Tether Dominance Jumps as Market Cap Falls for Third Straight Week, Signaling Investor Exit
Summary
- Tether’s USDT market share surged, but its market capitalization fell for a third straight week, suggesting investor money is being pulled completely out of the crypto market.
- Tether dominance jumped 13.5%% to 9%% during Bitcoin’s sharp decline, yet investors appear to be cashing out and leaving the market rather than waiting in stablecoins.
- With sentiment hit by recent outflows from spot BTC ETFs, weaker appetite for risk assets and rising macroeconomic uncertainty, whether stablecoin market capitalization starts rising again could be a key indicator of a recovery in crypto-market liquidity.
Forecast Trend Report by Period


Tether’s share of the crypto market jumped sharply, but its market capitalization fell for a third straight week, indicating investors are pulling money out of digital assets rather than parking it in stablecoins.
CoinDesk reported on June 9 that Tether dominance surged 13.5% in a single day to 9% during Bitcoin’s sharp drop last week.
That was the biggest one-day increase since March 2025.
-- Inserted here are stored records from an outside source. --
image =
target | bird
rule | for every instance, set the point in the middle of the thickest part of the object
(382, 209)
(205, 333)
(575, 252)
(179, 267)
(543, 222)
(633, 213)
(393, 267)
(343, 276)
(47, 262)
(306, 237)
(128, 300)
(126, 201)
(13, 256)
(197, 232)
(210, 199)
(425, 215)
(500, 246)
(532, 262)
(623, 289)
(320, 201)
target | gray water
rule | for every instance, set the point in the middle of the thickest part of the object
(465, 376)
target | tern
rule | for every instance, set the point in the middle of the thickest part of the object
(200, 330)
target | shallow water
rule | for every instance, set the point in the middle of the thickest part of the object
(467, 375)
A rise in stablecoin dominance typically means investors have sold risk assets and shifted into stablecoins.
This time, however, Tether’s market capitalization also declined for a third consecutive week.
That suggests investors are not holding funds in stablecoins while waiting for a rebound. Instead, they are selling crypto, converting to cash and leaving the market, CoinDesk reported.
Recent outflows from spot Bitcoin ETFs, weaker appetite for risk assets and rising macroeconomic uncertainty have weighed on sentiment.
Whether stablecoin market capitalization returns to growth could become a key indicator of a recovery in crypto market liquidity, the report said.